Vêtus de combinaisons en papier recyclé, Eugene et Mikhaïl étaient assis dans le petit living en désordre de ce dernier.

Eugene avait une tasse de café entre les mains. Tous deux gardaient gauchement le silence. Mikhaïl trouvait étrange qu’un beau garçon comme lui soit aussi timide.

— Donc, les neutrinos, avança-t-il d’un ton hésitant. Tsiolkovski doit être une petite base. Intime ! Vous y avez beaucoup d’amis ?

Eugene le regarda comme s’il parlait une langue inconnue :

— Je travaille seul. Presque tous les autres s’occupent du détecteur d’ondes gravitationnelles.

Ce n’était pas surprenant. La plupart des astronomes et des astrophysiciens étaient attirés par les grands espaces et les horizons lointains : l’évolution des étoiles massives et la formation de l’univers dévoilée par des signaux exotiques tels que les ondes gravitationnelles. Ça, c’était excitant. L’étude du système solaire, voire du soleil lui-même, c’était local, provincial, limité et englué dans les détails.

— Il a toujours été difficile de convaincre les gens de faire carrière dans la météo spatiale, malgré son importance pratique.

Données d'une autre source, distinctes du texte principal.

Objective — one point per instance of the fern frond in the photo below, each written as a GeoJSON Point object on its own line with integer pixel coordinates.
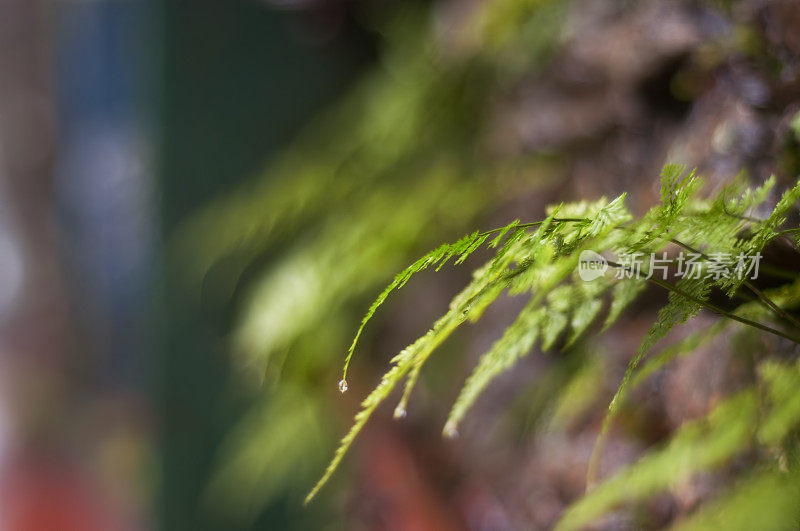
{"type": "Point", "coordinates": [698, 445]}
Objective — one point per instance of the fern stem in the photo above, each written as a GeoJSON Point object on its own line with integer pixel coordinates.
{"type": "Point", "coordinates": [749, 285]}
{"type": "Point", "coordinates": [711, 307]}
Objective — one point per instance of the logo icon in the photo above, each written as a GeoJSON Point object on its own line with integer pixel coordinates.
{"type": "Point", "coordinates": [591, 266]}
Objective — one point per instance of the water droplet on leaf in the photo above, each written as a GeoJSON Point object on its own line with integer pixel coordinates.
{"type": "Point", "coordinates": [450, 430]}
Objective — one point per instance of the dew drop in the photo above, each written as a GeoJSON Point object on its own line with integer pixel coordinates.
{"type": "Point", "coordinates": [450, 430]}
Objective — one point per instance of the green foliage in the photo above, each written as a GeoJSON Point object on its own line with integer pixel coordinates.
{"type": "Point", "coordinates": [539, 260]}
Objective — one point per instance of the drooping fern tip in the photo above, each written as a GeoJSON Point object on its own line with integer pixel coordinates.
{"type": "Point", "coordinates": [540, 260]}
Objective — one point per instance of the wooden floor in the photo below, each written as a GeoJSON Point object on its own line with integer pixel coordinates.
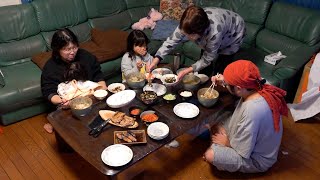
{"type": "Point", "coordinates": [28, 152]}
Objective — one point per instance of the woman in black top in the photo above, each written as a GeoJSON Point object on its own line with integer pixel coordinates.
{"type": "Point", "coordinates": [65, 51]}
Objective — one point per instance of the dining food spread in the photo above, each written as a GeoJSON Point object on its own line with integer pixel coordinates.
{"type": "Point", "coordinates": [186, 93]}
{"type": "Point", "coordinates": [169, 97]}
{"type": "Point", "coordinates": [127, 136]}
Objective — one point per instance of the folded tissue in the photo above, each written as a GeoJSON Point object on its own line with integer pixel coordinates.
{"type": "Point", "coordinates": [274, 58]}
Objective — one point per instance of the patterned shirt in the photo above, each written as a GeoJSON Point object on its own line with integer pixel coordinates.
{"type": "Point", "coordinates": [224, 36]}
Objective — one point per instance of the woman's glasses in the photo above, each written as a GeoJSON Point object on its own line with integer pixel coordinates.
{"type": "Point", "coordinates": [70, 49]}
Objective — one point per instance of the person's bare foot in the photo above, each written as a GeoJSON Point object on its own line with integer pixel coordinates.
{"type": "Point", "coordinates": [48, 127]}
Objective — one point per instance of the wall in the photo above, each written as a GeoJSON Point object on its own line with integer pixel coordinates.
{"type": "Point", "coordinates": [9, 2]}
{"type": "Point", "coordinates": [315, 4]}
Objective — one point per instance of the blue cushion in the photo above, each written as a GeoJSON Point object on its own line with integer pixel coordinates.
{"type": "Point", "coordinates": [164, 29]}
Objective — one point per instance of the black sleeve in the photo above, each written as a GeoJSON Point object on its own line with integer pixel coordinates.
{"type": "Point", "coordinates": [93, 66]}
{"type": "Point", "coordinates": [49, 82]}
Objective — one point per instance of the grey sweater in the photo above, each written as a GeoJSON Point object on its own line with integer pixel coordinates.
{"type": "Point", "coordinates": [224, 36]}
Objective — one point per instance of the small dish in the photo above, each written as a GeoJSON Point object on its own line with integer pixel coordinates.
{"type": "Point", "coordinates": [149, 116]}
{"type": "Point", "coordinates": [169, 79]}
{"type": "Point", "coordinates": [158, 88]}
{"type": "Point", "coordinates": [170, 98]}
{"type": "Point", "coordinates": [135, 111]}
{"type": "Point", "coordinates": [116, 87]}
{"type": "Point", "coordinates": [139, 135]}
{"type": "Point", "coordinates": [100, 94]}
{"type": "Point", "coordinates": [117, 155]}
{"type": "Point", "coordinates": [186, 110]}
{"type": "Point", "coordinates": [148, 97]}
{"type": "Point", "coordinates": [159, 72]}
{"type": "Point", "coordinates": [158, 130]}
{"type": "Point", "coordinates": [185, 95]}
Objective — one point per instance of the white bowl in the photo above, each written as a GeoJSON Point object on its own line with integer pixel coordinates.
{"type": "Point", "coordinates": [121, 98]}
{"type": "Point", "coordinates": [100, 94]}
{"type": "Point", "coordinates": [158, 88]}
{"type": "Point", "coordinates": [112, 87]}
{"type": "Point", "coordinates": [164, 77]}
{"type": "Point", "coordinates": [158, 130]}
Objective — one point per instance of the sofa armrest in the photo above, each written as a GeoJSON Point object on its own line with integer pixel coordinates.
{"type": "Point", "coordinates": [2, 82]}
{"type": "Point", "coordinates": [294, 62]}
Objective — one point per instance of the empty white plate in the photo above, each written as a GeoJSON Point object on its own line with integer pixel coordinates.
{"type": "Point", "coordinates": [186, 110]}
{"type": "Point", "coordinates": [117, 155]}
{"type": "Point", "coordinates": [121, 98]}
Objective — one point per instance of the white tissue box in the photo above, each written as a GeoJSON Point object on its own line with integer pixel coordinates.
{"type": "Point", "coordinates": [274, 58]}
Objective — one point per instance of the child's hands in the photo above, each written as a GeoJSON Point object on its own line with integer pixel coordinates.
{"type": "Point", "coordinates": [221, 137]}
{"type": "Point", "coordinates": [139, 64]}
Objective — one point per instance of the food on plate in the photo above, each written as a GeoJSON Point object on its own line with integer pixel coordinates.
{"type": "Point", "coordinates": [150, 117]}
{"type": "Point", "coordinates": [135, 79]}
{"type": "Point", "coordinates": [148, 95]}
{"type": "Point", "coordinates": [210, 95]}
{"type": "Point", "coordinates": [81, 105]}
{"type": "Point", "coordinates": [122, 120]}
{"type": "Point", "coordinates": [169, 97]}
{"type": "Point", "coordinates": [186, 93]}
{"type": "Point", "coordinates": [170, 79]}
{"type": "Point", "coordinates": [117, 89]}
{"type": "Point", "coordinates": [191, 81]}
{"type": "Point", "coordinates": [135, 111]}
{"type": "Point", "coordinates": [127, 136]}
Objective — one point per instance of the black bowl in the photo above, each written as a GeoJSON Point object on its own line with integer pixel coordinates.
{"type": "Point", "coordinates": [183, 94]}
{"type": "Point", "coordinates": [169, 97]}
{"type": "Point", "coordinates": [137, 114]}
{"type": "Point", "coordinates": [148, 97]}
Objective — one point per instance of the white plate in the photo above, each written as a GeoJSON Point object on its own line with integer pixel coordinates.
{"type": "Point", "coordinates": [161, 71]}
{"type": "Point", "coordinates": [117, 155]}
{"type": "Point", "coordinates": [121, 98]}
{"type": "Point", "coordinates": [203, 78]}
{"type": "Point", "coordinates": [163, 78]}
{"type": "Point", "coordinates": [112, 86]}
{"type": "Point", "coordinates": [158, 130]}
{"type": "Point", "coordinates": [186, 110]}
{"type": "Point", "coordinates": [158, 88]}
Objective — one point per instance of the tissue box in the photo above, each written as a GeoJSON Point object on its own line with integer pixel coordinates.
{"type": "Point", "coordinates": [274, 58]}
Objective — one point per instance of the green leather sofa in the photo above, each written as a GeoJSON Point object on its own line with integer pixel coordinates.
{"type": "Point", "coordinates": [27, 29]}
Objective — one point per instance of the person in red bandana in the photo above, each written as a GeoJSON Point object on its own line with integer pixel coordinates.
{"type": "Point", "coordinates": [249, 140]}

Le système Terre-soleil est plongé dans un véritable enchevêtrement de nuages de plasma et de champs électromagnétiques, et régi par une physique tout aussi embrouillée, dit-il en souriant. Nous sommes dans la même galère, je suppose, moi échoué au pôle Sud de la Lune, vous enterré au fond d’un trou de la face cachée, accomplissant tous les deux un travail dépourvu de prestige.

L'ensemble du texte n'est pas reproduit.